1. The problem statement, all variables and given/known data
Translate: A, but not both B and C

2. Relevant equations
AB = A and B
A+B = A or B
~ = not

3. The attempt at a solution
I'm not sure if my translation of this is correct:
A(B XOR C)
The statement is throwing off my translation because usually when I use XOR, it means B or C, but not both.
So is B or C, but not both = not both B and C?
The only other solution I can think of is A~(BC) = A(~B+~C).

2. Sep 17, 2015

Joseph1739

Or is it: A(~B~C)

3. Sep 17, 2015

RUber

One of your options is correct.
A and not both B and C means that no matter what A. So in all of your options, I see A, so this is right.
Not both B and C means that it is possible to have a) neither B nor C, b) C and not B, c) B and not C. ... It really means the only thing it cannot be is B and C.
So my vote goes to:

4. Sep 18, 2015

HallsofIvy

Staff Emeritus
"not both B and C" could mean "B but not c" or "C but not B" or "neither B nor C". You have to cover all three of those.

5. Sep 18, 2015

Merlin3189

I would say that your translation, " B or C, but not both = not both B and C " is correct.

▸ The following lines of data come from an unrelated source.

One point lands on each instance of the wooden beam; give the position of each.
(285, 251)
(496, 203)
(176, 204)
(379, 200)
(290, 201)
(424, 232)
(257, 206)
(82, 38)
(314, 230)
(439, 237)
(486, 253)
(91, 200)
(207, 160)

So XOR is, as you say, not the form you require.

6. Sep 18, 2015

andrewkirk

Have they taught you how to use truth tables Joseph?
As Ruber says, one of the solutions you have considered in posts 1 and 2 is correct. If you are not confident of which one it is, writing out the truth tables for each of them, and for your natural language understanding of 'A, but not both B and C', will enable you to make sure of which one exactly matches the natural language version.

As there are only three Boolean variables, the truth table has only 8 rows, so does not take long to construct.